The accounting cycle

The combined process of recording and reporting the accounting events of a business is called the accounting cycle. The series of steps that make up the accounting cycle starts with an event and ends with its presence in the financial statement.


The steps of the accounting cycle are as follows:

  1. Record transactions
  2. Adjust accounts
  3. Prepare statements
  4. Close temporary accounts

Record Transactions

This is the process of making an entry in the journal to recognize an event that has occurred.

Adjust accounts

Accounts are adjusted to reflect the effects of accrual accounting. For example: if a business last payroll due date is after the accounting period closes, the business will need to accrue the salaries owed to the employees.

Prepare statements

Once all entries and adjustments have been made. The financial statements are prepared. There are 4 main financial statements that should be prepared:

  1. The profit and loss statement
  2. The balance sheet statement
  3. The statement of cash flow
  4. Statement of changes in equity


Closing Temporary accounts

Temporary accounts are accounts that close into the retained earnings at the end of an accounting period.

In a previous lesson we talked about the profit and loss statement and how the profit and loss statement was related to the balance sheet. We saw the revenue and expense account was netted with the retained earnings account: This happens during the closing process. The effect of this is to zero out all revenue and expense account so a new accounting period starts with a fresh slate.

The accounts that are closed to the retained earnings account are:

  • Revenue
  • Expenses
  • Dividend

These accounts start from zero at the beginning of each accounting period and do not carry over.
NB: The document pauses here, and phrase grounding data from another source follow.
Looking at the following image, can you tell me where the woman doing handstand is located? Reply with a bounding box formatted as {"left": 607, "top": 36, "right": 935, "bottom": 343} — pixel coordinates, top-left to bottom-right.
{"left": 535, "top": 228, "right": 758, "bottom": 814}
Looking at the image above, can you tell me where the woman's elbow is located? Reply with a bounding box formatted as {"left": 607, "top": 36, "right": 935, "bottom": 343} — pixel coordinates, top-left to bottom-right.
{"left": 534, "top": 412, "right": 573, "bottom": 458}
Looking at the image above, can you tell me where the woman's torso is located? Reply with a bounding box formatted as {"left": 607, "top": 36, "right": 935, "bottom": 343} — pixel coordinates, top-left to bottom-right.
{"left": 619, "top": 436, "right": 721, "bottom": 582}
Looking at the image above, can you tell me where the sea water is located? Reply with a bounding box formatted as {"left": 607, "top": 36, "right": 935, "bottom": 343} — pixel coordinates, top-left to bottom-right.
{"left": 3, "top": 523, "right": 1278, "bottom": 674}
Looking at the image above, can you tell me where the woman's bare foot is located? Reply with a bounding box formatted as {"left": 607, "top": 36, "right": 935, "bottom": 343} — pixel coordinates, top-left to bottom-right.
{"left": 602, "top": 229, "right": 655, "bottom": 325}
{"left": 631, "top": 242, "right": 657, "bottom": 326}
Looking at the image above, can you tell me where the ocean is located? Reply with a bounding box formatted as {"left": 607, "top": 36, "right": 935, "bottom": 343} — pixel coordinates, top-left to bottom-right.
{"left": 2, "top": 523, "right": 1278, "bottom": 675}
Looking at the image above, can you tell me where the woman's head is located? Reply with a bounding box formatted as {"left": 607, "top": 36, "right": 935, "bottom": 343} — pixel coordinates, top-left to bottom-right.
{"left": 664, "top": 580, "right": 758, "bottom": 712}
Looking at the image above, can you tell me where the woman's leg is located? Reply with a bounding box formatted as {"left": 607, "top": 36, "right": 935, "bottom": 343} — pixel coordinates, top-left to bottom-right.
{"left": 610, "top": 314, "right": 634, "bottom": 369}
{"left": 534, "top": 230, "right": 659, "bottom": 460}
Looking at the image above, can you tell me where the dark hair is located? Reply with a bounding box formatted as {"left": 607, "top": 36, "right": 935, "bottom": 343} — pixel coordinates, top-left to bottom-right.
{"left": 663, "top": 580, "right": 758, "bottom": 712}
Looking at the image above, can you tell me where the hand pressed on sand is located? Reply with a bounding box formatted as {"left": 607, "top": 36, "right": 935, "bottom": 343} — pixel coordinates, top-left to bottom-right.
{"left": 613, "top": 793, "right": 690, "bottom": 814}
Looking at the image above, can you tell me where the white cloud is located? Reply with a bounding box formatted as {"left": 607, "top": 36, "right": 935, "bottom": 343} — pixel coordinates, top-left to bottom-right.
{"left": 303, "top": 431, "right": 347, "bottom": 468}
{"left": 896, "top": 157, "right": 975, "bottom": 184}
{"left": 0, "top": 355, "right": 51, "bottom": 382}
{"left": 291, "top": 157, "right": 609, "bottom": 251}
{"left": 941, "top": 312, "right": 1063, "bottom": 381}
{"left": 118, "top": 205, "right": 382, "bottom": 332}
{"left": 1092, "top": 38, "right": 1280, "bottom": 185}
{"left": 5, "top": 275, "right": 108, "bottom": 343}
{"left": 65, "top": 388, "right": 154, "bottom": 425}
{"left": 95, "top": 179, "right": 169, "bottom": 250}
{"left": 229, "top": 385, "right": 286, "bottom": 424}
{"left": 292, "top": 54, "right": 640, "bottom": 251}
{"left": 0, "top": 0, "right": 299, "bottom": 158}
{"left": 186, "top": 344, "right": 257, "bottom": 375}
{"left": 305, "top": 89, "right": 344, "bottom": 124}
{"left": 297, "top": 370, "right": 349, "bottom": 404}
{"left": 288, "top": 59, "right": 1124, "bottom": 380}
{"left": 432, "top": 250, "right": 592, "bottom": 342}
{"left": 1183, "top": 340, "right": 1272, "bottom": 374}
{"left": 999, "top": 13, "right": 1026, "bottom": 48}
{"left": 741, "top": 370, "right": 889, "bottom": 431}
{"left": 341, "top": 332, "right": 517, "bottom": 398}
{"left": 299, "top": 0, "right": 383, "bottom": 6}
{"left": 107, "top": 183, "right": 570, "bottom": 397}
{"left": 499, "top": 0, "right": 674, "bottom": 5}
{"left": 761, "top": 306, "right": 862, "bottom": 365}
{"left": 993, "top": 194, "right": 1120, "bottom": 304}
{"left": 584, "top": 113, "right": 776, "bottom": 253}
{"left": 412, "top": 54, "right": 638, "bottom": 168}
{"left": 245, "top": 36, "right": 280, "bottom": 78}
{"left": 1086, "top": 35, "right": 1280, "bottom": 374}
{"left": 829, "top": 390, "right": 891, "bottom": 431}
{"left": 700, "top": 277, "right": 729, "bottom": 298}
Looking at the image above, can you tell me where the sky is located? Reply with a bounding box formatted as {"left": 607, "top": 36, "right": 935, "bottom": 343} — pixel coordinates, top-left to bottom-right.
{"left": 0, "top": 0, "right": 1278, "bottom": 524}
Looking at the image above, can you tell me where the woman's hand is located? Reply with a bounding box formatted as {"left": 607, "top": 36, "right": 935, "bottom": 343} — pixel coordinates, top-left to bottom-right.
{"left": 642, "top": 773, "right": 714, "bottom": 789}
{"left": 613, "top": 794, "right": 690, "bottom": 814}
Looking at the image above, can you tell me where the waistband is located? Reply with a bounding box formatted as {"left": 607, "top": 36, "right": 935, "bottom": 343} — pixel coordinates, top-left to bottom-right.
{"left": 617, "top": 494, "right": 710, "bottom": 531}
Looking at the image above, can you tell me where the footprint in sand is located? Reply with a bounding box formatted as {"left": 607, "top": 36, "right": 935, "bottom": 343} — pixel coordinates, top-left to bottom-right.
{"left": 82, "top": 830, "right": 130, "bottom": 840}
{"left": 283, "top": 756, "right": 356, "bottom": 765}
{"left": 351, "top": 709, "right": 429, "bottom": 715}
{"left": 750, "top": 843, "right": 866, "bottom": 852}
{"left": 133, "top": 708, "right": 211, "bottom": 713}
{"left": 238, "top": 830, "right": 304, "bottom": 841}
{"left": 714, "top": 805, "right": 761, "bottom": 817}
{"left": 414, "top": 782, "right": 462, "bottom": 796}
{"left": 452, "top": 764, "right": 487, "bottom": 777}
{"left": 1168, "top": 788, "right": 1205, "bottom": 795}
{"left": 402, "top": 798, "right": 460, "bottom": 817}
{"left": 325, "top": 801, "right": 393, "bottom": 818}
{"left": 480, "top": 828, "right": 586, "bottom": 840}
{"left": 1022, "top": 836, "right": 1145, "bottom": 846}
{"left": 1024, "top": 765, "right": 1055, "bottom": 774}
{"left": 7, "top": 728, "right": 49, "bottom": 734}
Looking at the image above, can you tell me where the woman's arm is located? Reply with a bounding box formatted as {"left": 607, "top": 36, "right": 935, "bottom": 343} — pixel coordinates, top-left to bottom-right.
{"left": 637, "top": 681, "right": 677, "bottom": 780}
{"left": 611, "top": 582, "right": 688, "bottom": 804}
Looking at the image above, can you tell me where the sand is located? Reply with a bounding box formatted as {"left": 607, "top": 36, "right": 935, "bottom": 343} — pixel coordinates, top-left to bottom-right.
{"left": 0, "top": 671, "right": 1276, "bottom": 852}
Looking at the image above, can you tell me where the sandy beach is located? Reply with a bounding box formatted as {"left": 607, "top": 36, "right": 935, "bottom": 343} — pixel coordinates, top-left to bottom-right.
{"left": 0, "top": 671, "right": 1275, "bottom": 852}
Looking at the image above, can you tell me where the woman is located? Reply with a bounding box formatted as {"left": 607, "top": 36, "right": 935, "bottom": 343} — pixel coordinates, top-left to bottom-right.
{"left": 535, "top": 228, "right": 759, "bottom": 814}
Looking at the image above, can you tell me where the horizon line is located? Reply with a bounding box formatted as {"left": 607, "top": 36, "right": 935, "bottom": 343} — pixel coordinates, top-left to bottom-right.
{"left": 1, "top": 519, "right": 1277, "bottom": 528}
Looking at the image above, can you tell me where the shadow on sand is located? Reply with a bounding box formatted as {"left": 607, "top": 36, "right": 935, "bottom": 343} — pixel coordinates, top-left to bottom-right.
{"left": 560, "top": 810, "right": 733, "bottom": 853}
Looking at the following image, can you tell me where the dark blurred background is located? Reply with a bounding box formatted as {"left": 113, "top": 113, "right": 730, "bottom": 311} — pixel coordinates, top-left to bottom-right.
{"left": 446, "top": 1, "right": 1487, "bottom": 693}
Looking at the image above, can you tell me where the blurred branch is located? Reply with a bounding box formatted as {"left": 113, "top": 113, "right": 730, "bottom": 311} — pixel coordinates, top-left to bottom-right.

Why are profit and loss accounts closed?

Closing the profit and loss account is comparable to your personal annual wages you earn on the job*. You do not get a w2 at the end of the year with the cumulative income how much you have earned since you started working. That information will not be very useful to you. What will be more useful to you is if you received the w2 that stated your income for just that year.

*This is what the retained earnings account does for a business: It accumulates the amount it has earned less the amount it has spent or withdrawn

Also, you create your budget on an annual basis. We know how much we make on an annual basis and we budget our annual expense based on what we expect to make in any given year. Imagine the night mare you will have to face if you had to budget annual expenses based on your cumulative income. That will be more information than you need and a waste of time.

In the same way a business needs a fresh start each year in these three accounts:

  • Revenue accounts
  • Expense accounts
  • Dividends


At the end of the accounting period, whatever balance is in the profit and loss and dividend account is netted with retained earnings. The retained accounts is a permanent account because it does not get closed. Most balance sheet account (with the exception of the dividend account) are permanent account. That means they never get closed into any other account.